Michael Jackson was "heavily addicted" to the powerful pain killer Oxycontin and received "daily doses" of it and of another pain killer, Demerol, according to a senior law enforcement official briefed on the initial investigation of his death.
The Los Angeles police were told Jackson received an injection of Demerol one hour before his death, the official said.
The information and other emerging details, make it almost certain the Los Angeles Police Homicide and Robbery Division will launch a full investigation into the circumstances of the pop singer's death. The squad was given the assignment initially because of the "high profile" nature of the case.
As part of the broadening investigation, police detectives are searching for Dr. Conrad Murray, a Las Vegas cardiologist, who was reportedly with Jackson yesterday but has not been located since.
A car towed by police from the Jackson home was registered in the name of Dr. Murray's sister, Susan Mary Rush of Houston, Texas.

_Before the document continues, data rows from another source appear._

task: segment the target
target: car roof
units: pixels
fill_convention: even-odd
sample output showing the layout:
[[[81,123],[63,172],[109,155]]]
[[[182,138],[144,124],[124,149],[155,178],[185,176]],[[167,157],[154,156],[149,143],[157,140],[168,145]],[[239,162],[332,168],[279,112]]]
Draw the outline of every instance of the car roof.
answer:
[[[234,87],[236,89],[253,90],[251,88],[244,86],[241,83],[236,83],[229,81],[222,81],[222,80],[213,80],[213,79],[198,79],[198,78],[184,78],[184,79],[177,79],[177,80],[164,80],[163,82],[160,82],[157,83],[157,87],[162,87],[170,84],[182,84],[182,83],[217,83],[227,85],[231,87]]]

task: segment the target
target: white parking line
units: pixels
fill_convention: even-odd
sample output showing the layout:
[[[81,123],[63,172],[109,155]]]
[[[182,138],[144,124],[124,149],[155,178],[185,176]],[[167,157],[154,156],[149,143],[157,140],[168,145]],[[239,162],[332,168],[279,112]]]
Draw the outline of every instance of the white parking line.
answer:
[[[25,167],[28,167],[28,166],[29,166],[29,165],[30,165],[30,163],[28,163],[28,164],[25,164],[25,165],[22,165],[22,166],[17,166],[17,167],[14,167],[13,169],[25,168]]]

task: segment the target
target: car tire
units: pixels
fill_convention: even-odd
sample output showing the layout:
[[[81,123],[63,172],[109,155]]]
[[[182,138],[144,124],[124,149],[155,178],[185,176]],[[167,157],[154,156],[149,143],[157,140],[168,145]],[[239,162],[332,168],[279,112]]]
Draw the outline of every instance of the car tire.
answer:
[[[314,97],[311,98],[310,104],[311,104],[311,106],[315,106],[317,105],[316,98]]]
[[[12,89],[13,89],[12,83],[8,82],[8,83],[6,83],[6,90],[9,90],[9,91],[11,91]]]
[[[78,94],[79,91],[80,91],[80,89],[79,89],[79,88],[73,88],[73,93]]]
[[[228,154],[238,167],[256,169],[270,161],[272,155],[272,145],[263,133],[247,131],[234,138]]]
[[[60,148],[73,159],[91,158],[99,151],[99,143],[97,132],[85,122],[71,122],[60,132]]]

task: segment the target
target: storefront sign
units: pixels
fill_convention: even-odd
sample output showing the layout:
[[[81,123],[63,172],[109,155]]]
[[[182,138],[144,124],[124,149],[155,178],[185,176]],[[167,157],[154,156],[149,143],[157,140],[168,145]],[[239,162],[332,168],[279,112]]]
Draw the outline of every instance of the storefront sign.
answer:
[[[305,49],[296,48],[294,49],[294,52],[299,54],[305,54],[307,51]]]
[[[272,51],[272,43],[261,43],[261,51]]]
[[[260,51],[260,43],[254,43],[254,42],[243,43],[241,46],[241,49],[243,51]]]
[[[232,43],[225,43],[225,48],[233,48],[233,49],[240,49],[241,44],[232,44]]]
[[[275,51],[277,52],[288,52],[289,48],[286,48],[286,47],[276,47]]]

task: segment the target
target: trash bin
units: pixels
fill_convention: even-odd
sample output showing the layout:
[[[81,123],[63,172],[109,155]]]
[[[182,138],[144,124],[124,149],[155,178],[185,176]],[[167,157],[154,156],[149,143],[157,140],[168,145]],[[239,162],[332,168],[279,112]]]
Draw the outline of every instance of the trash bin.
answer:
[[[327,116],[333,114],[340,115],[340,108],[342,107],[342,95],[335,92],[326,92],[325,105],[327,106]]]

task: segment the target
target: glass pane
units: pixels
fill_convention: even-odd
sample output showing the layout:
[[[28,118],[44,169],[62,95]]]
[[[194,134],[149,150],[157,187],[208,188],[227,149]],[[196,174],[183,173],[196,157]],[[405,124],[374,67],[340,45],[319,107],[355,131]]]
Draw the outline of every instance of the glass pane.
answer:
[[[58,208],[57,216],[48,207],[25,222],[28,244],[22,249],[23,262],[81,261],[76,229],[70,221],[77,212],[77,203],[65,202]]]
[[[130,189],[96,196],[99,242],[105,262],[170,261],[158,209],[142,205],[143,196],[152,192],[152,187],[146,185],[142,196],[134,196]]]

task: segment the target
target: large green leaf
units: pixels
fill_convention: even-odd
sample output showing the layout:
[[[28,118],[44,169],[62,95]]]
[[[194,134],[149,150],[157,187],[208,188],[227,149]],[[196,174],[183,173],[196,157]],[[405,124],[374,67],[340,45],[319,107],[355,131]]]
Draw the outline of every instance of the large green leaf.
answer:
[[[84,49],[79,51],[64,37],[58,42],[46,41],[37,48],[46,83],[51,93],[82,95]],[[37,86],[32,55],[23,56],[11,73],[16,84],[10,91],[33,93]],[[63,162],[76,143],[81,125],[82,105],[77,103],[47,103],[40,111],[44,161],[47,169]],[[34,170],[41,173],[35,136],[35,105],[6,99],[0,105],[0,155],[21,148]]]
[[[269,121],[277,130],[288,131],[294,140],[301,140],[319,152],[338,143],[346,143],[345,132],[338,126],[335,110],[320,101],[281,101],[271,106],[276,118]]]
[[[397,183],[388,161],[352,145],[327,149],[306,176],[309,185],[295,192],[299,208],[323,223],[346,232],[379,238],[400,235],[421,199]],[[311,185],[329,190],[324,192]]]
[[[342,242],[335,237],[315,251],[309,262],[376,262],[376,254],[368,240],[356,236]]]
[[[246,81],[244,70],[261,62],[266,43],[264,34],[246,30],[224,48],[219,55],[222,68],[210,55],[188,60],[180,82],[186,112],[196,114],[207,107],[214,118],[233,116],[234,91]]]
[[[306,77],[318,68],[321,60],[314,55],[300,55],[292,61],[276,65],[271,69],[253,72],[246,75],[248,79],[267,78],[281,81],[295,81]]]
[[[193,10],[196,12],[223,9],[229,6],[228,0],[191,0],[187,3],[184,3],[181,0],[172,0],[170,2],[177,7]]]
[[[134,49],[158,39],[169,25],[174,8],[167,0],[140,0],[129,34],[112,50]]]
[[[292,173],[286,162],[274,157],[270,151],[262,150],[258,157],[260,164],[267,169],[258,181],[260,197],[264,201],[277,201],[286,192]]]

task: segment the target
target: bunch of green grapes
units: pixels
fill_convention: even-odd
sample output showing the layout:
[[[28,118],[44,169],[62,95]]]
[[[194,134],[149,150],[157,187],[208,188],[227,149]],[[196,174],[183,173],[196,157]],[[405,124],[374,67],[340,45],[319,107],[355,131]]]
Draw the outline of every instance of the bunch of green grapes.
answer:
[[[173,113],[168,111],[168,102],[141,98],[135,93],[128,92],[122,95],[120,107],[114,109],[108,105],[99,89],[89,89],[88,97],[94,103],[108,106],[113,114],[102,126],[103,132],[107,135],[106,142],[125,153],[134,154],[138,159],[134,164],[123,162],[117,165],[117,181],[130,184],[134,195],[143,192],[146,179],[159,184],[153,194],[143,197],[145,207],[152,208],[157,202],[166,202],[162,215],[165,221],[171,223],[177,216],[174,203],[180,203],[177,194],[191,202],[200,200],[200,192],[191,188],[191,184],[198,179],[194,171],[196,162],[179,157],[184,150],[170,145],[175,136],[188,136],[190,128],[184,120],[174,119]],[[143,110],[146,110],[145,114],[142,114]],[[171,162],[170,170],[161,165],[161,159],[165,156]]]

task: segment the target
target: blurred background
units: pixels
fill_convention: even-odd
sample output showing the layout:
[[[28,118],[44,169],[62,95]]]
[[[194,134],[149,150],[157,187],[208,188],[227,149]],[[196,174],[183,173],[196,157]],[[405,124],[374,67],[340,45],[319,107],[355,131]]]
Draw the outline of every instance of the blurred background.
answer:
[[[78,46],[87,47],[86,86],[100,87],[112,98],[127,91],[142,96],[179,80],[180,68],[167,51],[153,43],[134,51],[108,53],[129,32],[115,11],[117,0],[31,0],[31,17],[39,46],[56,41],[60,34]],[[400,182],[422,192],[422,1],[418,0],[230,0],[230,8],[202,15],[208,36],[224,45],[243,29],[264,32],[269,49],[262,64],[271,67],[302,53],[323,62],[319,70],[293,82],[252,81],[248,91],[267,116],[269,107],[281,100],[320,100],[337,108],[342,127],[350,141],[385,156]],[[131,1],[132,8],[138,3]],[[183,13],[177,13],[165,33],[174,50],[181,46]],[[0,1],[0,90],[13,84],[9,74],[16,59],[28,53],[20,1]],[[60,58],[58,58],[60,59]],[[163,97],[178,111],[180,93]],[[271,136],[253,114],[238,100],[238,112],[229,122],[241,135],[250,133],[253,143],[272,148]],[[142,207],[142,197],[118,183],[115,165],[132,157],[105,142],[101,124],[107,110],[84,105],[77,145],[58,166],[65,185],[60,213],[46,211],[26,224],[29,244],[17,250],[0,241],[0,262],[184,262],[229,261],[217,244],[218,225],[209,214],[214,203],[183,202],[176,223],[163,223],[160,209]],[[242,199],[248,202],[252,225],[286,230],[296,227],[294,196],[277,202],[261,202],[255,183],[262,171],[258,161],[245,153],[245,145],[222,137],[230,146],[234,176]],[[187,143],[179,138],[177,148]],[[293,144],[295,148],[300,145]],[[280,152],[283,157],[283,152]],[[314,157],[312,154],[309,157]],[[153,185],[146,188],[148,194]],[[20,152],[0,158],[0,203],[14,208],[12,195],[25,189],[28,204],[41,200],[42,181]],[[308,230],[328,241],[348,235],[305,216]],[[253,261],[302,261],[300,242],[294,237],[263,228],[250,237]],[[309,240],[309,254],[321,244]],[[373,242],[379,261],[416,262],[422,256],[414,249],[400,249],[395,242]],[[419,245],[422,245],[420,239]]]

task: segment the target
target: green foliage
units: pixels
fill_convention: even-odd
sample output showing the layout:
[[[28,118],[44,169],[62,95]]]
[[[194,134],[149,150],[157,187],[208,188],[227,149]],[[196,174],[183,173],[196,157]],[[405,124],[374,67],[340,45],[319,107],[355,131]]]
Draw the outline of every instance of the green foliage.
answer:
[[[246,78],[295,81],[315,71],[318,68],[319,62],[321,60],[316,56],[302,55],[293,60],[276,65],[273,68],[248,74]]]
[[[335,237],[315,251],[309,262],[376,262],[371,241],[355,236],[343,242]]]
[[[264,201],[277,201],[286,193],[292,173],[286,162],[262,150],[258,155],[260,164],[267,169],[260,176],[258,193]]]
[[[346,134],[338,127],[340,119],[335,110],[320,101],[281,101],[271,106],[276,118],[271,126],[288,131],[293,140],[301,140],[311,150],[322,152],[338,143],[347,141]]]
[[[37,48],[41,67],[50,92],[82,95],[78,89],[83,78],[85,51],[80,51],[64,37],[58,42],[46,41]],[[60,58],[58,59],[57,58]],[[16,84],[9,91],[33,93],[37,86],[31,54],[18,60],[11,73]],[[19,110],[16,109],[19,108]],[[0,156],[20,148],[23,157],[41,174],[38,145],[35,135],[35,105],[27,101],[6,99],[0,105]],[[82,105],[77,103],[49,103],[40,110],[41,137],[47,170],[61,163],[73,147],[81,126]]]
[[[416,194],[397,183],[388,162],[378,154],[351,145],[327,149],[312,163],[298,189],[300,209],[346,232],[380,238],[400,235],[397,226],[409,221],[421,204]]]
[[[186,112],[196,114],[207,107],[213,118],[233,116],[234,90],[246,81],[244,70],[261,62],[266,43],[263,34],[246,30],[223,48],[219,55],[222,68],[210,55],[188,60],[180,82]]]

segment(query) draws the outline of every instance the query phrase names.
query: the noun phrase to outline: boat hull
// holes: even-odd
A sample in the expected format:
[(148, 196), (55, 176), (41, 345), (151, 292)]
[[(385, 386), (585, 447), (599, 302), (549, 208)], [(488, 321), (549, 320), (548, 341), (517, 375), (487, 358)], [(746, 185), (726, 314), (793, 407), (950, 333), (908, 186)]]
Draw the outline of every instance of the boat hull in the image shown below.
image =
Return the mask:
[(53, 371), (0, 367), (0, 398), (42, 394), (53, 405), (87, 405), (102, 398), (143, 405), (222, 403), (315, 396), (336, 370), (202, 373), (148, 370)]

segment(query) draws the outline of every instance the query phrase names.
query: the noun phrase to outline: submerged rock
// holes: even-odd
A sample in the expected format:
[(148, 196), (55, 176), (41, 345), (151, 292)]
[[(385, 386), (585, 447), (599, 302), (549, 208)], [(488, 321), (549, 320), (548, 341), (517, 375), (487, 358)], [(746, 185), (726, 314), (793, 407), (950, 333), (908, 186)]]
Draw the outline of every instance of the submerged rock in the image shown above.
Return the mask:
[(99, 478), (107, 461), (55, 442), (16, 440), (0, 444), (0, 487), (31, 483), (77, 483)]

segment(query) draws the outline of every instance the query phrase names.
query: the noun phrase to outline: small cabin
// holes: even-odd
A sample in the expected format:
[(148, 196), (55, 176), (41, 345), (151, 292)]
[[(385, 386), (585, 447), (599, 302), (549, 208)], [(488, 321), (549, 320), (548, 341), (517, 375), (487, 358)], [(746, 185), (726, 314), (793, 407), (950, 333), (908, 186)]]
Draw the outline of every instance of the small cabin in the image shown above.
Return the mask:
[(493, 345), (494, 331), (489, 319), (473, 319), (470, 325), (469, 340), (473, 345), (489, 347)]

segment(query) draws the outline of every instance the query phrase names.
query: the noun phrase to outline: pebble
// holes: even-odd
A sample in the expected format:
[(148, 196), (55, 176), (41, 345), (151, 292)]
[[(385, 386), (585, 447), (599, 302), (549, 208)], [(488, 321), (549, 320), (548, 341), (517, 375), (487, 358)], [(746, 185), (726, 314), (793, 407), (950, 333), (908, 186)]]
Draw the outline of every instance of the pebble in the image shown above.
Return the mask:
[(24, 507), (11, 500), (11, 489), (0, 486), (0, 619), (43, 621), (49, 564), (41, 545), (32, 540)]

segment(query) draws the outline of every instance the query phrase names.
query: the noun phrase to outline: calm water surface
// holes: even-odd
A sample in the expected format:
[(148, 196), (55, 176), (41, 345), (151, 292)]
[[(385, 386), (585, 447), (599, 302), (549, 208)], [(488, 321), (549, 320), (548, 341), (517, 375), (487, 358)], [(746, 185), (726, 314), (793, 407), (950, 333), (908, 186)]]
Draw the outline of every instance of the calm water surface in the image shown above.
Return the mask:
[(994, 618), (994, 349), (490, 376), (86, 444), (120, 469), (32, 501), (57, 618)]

"There is no immediate indication of a crime," a police official told ABC News, "but because of the high profile nature of the case the robbery and homicide detectives with review all evidence and work with the coroner's office."
The LAPD is also reportedly searching for a doctor who may be able to help in their investigation. Police say that they towed a BMW owned by the doctor from Jackson's home.
"We have not been able to interview the doctor yet. His car was impounded because it may contain medications or other evidence that may assist the coroner in determining the cause of death," said LAPD spokesperson Karen Rayner.
The Los Angeles coroner began an autopsy this morning although it could take several days before full results are known.
A Jackson family attorney, Brian Oxman, told ABC News today he had no hard evidence but that he feared Jackson died from "overmedications." On Good Morning America, Oxman said, "Drugs had been part of Jackson's life since the 1980's" and said he had warned family members that "if Jackson dies of overmedication I will not hold my tongue."
Federal agents said they also could become involve if there is evidence that a pharmaceutical drug played a role in his death, much as they did in the case of heiress Anna Nicole Smith who died of an accidental overdose of prescription drugs.
California attorney general Jerry Brown worked with the federal Drug Enforcement Administration in the Smith case and ultimately brought charges against her lawyer, Howard K. Stern, and a doctor. Brown said Smith and been drugged to the point of "stupefaction" and called Stern "a primary enabler."
There is a hearing scheduled for later this summer to determine whether prosecutors have enough evidence to proceed to trial. Both Stern and Smith's doctor have plead not guilty to the charges.